[12] "Dos Santos, 'History of the Ethiopians,' book ii. chap. i.-iii."
[13] "The reader will remark that at all times, and in all places, gold has been washed or procured in the same way—a fair instance, like the general similarity of rude stone implements from England to Australia, of the instinctive faculty in mankind."
[14] "The same was the practice of the Indian Rajahs. Whenever a ryot discovered either treasure or gold in situ he was most cruelly treated, to compel him to confess and to give up what he had secreted. As, of course, he had secreted a part of his trouvaille it was a hard struggle between his cupidity and the ruler's bastinado. About 1840, some peasants near Baroda, in Guzerat, found lumps of gold, which they carried before his Highness the Gaikwar, and received in return a terrible flogging. The Hindú, with that secretiveness which has ever been his shield against the tyranny of rulers and conquerors, resolved for the future to keep his good fortune to himself. The quality of gold which from time to time has appeared amongst these people, made the shrewder sort of European suspect. But the inertness, or, rather, the terror of new things, that possessed the then rulers of the land; 'threw cold water' upon all attempts to trace the diggings, which, accordingly, were worked by the people till the present year. This is the simple history of 'gold mining in the Deccan.'"

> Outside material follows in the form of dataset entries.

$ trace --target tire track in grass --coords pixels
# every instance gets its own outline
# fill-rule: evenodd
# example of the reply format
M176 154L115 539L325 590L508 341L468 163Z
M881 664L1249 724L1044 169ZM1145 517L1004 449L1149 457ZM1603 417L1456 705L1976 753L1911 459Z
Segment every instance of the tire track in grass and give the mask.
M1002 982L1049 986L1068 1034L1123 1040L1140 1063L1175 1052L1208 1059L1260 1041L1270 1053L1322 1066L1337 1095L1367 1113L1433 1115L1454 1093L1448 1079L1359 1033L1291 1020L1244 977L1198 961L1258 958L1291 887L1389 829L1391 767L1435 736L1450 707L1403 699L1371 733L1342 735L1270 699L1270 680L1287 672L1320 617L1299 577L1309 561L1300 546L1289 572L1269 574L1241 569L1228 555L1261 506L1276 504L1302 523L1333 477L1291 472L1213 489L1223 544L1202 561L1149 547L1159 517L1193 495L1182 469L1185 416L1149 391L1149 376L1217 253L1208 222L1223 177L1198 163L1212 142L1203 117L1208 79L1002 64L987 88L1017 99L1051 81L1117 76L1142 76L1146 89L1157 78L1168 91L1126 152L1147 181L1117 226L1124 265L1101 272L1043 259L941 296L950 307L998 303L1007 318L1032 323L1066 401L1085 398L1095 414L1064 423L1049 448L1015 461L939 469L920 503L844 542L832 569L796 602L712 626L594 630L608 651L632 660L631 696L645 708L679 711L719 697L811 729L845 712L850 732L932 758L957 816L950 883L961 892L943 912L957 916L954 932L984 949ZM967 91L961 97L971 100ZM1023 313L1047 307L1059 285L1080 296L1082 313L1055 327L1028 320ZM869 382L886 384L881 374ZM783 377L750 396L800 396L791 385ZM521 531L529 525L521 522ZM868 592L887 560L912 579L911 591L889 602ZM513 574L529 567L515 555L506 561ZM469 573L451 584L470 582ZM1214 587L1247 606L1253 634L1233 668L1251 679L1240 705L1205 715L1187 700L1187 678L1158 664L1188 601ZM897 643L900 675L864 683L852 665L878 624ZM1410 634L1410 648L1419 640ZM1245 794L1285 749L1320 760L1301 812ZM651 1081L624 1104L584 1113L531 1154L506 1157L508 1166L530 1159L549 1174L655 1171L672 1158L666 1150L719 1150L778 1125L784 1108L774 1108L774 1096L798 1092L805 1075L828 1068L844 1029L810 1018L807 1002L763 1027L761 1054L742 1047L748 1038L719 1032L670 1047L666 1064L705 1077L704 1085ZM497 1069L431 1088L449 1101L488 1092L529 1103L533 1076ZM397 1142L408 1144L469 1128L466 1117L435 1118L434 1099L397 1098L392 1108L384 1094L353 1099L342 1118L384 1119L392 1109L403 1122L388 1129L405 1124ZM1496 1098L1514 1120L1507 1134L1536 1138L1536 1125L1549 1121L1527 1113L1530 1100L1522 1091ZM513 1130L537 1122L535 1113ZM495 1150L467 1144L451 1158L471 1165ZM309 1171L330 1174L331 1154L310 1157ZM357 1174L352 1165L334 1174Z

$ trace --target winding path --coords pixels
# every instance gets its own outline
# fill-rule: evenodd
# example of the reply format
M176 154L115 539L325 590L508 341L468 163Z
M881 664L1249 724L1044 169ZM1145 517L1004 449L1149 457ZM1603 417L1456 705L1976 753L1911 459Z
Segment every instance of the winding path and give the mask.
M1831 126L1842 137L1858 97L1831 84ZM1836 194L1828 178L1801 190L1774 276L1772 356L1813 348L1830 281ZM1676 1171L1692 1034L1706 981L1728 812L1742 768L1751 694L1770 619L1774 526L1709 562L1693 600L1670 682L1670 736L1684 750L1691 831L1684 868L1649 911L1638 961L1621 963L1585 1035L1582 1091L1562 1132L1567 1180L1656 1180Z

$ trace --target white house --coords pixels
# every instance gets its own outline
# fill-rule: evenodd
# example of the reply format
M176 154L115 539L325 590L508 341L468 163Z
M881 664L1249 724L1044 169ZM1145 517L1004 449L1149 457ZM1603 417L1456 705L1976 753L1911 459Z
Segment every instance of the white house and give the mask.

[15] "Barros, describing the ruins of Zimbo, mentions an inscription over the gateway of a fort built with well-cut stones and no lime, whose surface was twenty-five palms long and a little less in height. Around this building, which, like the Ka'abah, might have been a pagan Arab temple, are bastions—also of uncemented lime—and the remainder of a tower, seventy feet high. The inscription was probably in the Himyaritic character, as 'Moors well versed in Arabic' could not decipher it. This was repeated to Mr. Lyons M. M'Leod ('Travels in Eastern Africa,' vol. i. chap. x.) at Mozambique. Dr. Livingstone ('Travels in South Africa,' chap. xxix.) discovered Zumbo in lat. 15° 37' 22" S., long. 30° 32' E., about 8° W.N.W. of Kilimani. At the confluence of the Loangwe and Zambeze, he found the remains of a church, a cross, and a bell, but no date and no inscription. The people of Rios de Sena also state that there are remains of large edifices in the interior; unfortunately they place them at a distance of five hundred leagues, which would lead them nearly to the equator north, and to the Cape of Good Hope south.
"Dr. Livingstone ('Travels in South Africa,' chap. xxx.) explains the word Monomotapa successfully, I think, to mean the 'Lord' (mone, muene, mona, mana, or morena, are all dialectic varieties, synonymous with the Kisarahili muinyi, which means master, sir, kyrios, etc.), and 'Mtapa,' the proper name of the chief. The ancient Portuguese assigned to the Monomotapa the extensive regions between the Zambeze and the Limpopo rivers, 7° from north to south. The African traveller, however, is not so successful in explaining the corrupted term, Monomoizes, Monemuiges, and Monomaizes—for which see Journal of Royal Geographical Society, vol. xxix. pp. 166 et seq.
"Dr. Beke ('On the Mountains forming the Eastern Side of the Basin of the Nile,' p. 14) defends, against Mr. Cooley and Captain Burton, M. Malte Brun's 'Mono-emugi, ou selons un orthographie plus authentique Mou-mimigi.' The defence is operated by enclosing after the latter, in italics, another version in parenthesis, and with an interrogation, thus (Nimougi?); and the French geographer's orthography 'being fortunately based on the theoretic root,' is pronounced 'more authentic than any hitherto proposed in its stead.' How often will it be necessary to repeat, that Mono-emugi and Mou-mimigi are merely corruptions of M'nyamwezi, a man or individual of the land Unyamwezi?"
[16] "A French adventurer tried a similar trick upon the Imam Sayyid Said, father of the present Prince of Zanzibar. He melted a few dollars and ran the fluid upon bits of stone, which were duly shown to his Highness. But the old Imam, whose cupidity was equalled only by his cunning, took them to his friend, Colonel Hamerton, her Majesty's Consul, who, finding the matrix to be coralline, had no difficulty in detecting the fraud."
[17] "Dr. Livingstone places the Botonga people west of Zumbo, and 4° to 5° north-west of Matuka or Maniça."
[18] "These elevations are on the western frontier of the great Marave people; see the 'Lands of Cazembe.'"
[19] "In Kisawahili they have but one word for gold, zahábú, which is palpably derived from the Arabic. None of the people living in the interior, or even the tribes beyond the coast-line of Zanzibar, are acquainted with the precious metal; they would prefer to it brass or copper. The appreciation of gold on the part of the so-called 'Kafir' race, points to an extensive intercourse with Arabia, if not to a considerable admixture of Arab and Asiatic blood."